Clinical and pharmacodynamic activity of bortezomib and decitabine in acute myeloid leukemia

Abstract

We recently reported promising clinical activity for a 10-day regimen of decitabine in older AML patients; high miR-29b expression associated with clinical response. Subsequent preclinical studies with bortezomib in AML cells have shown drug-induced miR-29b up-regulation, resulting in loss of transcriptional activation for several genes relevant to myeloid leukemogenesis, including DNA methyltransferases and receptor tyrosine kinases. Thus, a phase 1 trial of bortezomib and decitabine was developed. Nineteen poor-risk AML patients (median age 70 years; range, 32-84 years) enrolled. Induction with decitabine (20 mg/m(2) intravenously on days 1-10) plus bortezomib (escalated up to the target 1.3 mg/m(2) on days 5, 8, 12, and 15) was tolerable, but bortezomib-related neuropathy developed after repetitive cycles. Of previously untreated patients (age ≥ 65 years), 5 of 10 had CR (complete remission, n = 4) or incomplete CR (CRi, n = 1); 7 of 19 overall had CR/CRi. Pharmacodynamic analysis showed FLT3 down-regulation on day 26 of cycle 1 (P = .02). Additional mechanistic studies showed that FLT3 down-regulation was due to bortezomib-induced miR-29b up-regulation; this led to SP1 down-regulation and destruction of the SP1/NF-κB complex that transactivated FLT3. This study demonstrates the feasibility and preliminary clinical activity of decitabine plus bortezomib in AML and identifies FLT3 as a novel pharmacodynamic end point for future trials.

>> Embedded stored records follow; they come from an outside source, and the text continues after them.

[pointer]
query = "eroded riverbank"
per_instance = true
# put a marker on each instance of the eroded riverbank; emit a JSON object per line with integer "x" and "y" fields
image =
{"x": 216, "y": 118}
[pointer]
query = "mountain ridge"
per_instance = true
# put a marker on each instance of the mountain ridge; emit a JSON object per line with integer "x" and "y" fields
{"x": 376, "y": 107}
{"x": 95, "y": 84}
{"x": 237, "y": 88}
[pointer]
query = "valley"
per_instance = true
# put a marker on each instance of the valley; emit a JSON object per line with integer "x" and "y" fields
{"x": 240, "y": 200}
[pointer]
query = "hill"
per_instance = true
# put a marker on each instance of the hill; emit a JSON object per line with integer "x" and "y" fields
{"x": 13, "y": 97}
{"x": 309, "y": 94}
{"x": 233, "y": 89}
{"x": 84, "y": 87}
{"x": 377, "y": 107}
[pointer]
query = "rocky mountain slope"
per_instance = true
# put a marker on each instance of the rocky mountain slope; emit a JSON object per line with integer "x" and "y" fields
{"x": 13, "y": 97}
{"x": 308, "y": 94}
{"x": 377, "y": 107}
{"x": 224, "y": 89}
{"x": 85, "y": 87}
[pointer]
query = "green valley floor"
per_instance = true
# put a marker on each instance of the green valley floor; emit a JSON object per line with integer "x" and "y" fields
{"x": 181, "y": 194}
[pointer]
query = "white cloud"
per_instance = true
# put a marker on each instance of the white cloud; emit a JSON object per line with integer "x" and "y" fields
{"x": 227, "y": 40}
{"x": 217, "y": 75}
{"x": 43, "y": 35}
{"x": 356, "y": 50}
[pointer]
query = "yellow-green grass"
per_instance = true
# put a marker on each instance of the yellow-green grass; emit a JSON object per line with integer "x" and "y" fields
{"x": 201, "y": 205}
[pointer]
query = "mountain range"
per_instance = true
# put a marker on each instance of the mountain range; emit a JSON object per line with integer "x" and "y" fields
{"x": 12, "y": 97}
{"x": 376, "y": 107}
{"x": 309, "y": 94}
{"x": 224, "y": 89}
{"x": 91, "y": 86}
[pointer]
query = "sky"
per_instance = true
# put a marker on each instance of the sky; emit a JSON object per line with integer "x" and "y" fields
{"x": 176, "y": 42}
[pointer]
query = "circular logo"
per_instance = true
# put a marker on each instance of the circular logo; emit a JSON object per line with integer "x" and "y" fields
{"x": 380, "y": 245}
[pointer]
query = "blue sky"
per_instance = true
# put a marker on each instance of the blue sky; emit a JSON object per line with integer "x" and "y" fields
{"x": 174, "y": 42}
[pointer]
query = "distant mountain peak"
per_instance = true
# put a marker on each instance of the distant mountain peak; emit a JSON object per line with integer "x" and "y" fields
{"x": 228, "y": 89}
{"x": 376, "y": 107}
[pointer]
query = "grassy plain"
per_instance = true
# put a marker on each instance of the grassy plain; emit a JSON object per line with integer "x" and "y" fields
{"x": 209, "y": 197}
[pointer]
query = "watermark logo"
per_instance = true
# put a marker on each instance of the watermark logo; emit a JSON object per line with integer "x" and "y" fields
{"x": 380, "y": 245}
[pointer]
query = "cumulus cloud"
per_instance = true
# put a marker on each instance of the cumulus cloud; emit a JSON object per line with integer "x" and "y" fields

Trial registration: ClinicalTrials.gov NCT00703300.

Figures

Figure 1

Posttreatment down-regulation of FLT3 in AML patients. Pretreatment and day 26 expression levels of miR-29b (A) and FLT3 mRNA (B) in patients with serial bone marrow from the decitabine-bortezomib clinical trial (n = 5).

Figure 2

Regulation of FLT3 expression via the SP1/NF-κB(p65) complex. (A) SP1 and NF-κB(p65) binding sites in the promoter region of the FLT3 gene. (B) EMSA assays of the 2 identified binding sites for SP1 and NF-κB(p65), demonstrating specific binding of SP1 to the first site and binding of NF-κB(p65) to both sites using specific antibody to supershift the DNA-protein complexes. (C) Chromatin (ChIP) for the region containing binding sites of SP1 and of NF-κB(p65). (D) Luciferase promoter activity reporter assay including 700 bp of the promoter region of the FLT3 gene containing all identified SP1 and NF-κB(p65) binding sites, demonstrating increased activity after cotransfection with constructs to overexpress SP1 or NF-κB(p65) and decreased activity after siRNA mediated knockdown of SP1 and NFκB(p65). EV indicates empty vector; and sc, scramble oligo.

Figure 3

Bortezomib-induced FLT3 down-regulation via interaction with the SP1/NF-κB(p65) complex. (A) SiRNA mediated knock-down of SP1 or NFκ-B(p65) down-regulates FLT3 expression in MV4-11 cells that harbor a FLT3-ITD and express FLT3 at high levels. (B) Overexpression of SP1 or NF-κB(p65) increases the expression of FLT3 in the KG1 cell line that usually has low expression of FLT3. (C) Increasing miR-29b in the MV4-11 cell line decreases FLT3 expression in MV4-11 cells. (D) Bortezomib treatment decreases FLT3 expression in a time- and dose-dependent manner in the MV4-11 cell line and in primary patient blasts (obtained from patients not enrolled on the current clinical trial; samples were procured in the OSU Leukemia Tissue Bank).